You provide general authorisation for Dolfinn to engage the subprocessors listed at Subprocessors, currently:

SubprocessorPurposeLocation
NeonDatabase hostingFrankfurt, EU
VercelApplication hosting & deliveryCompute in Frankfurt (fra1); US parent
ResendTransactional emailUnited States
StripePayments (billing accounts only)United States
Mistral AIAI script extractionFrance, EU

Dolfinn imposes data-protection obligations on each subprocessor equivalent to those in this DPA. Dolfinn will give [BLANK: e.g. 30 days'] notice of any intended addition or replacement of a subprocessor, during which you may object on reasonable data-protection grounds; the notice mechanism is described on the Subprocessors page.

6. Audits

Dolfinn will make available the information necessary to demonstrate compliance with Art. 28 and allow audits [BLANK: e.g. once per year, on reasonable notice, or by provision of third-party certifications/reports], subject to confidentiality and not unreasonably disrupting operations.

7. Return and deletion

On termination, or on your request, Dolfinn will delete or return the personal data. Where you delete a production or account, associated content is deleted (including via cascade deletion). Dolfinn may retain data where required by law (e.g. billing records for 7 years under Belgian accounting law) and will protect it for the retention period.

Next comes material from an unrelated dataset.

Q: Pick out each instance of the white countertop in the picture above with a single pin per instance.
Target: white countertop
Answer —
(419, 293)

8. International transfers

Data is primarily processed in the EU. Where a subprocessor is in the US (Vercel, Resend, Stripe), transfers are covered by EU Standard Contractual Clauses and/or the EU-U.S. Data Privacy Framework. Dolfinn will not transfer personal data outside the EEA except in compliance with GDPR Chapter V.

9. Liability and general

Liability under this DPA is subject to the limitations in the Terms of Service. This DPA is governed by Belgian law. If any provision conflicts with the GDPR, the GDPR prevails.


Annex 1 — Details of processing

  • Categories of data subjects: see section 3.
  • Categories of personal data: see section 3.
  • Processing operations: hosting, storage, organisation, display, AI-assisted extraction.
  • Duration: term of the Service plus deletion/return period.

Annex 2 — Technical and organisational measures

  • Encryption of data in transit (TLS).
  • Hashed passwords; HTTP-only, secure session cookies.
  • Tenant isolation at the database level (row-level security).
  • Role- and capability-based access controls within productions.
  • Access limited to authorised personnel under confidentiality.
  • [BLANK: add backups, logging/monitoring, incident-response process, pen-testing cadence as applicable.]

Annex 3 — Subprocessors

As listed in section 5 and maintained at Subprocessors.


Signatures / acceptance: [BLANK: describe how the DPA is accepted — e.g. "accepted electronically on account creation" or a countersigned copy for enterprise customers.]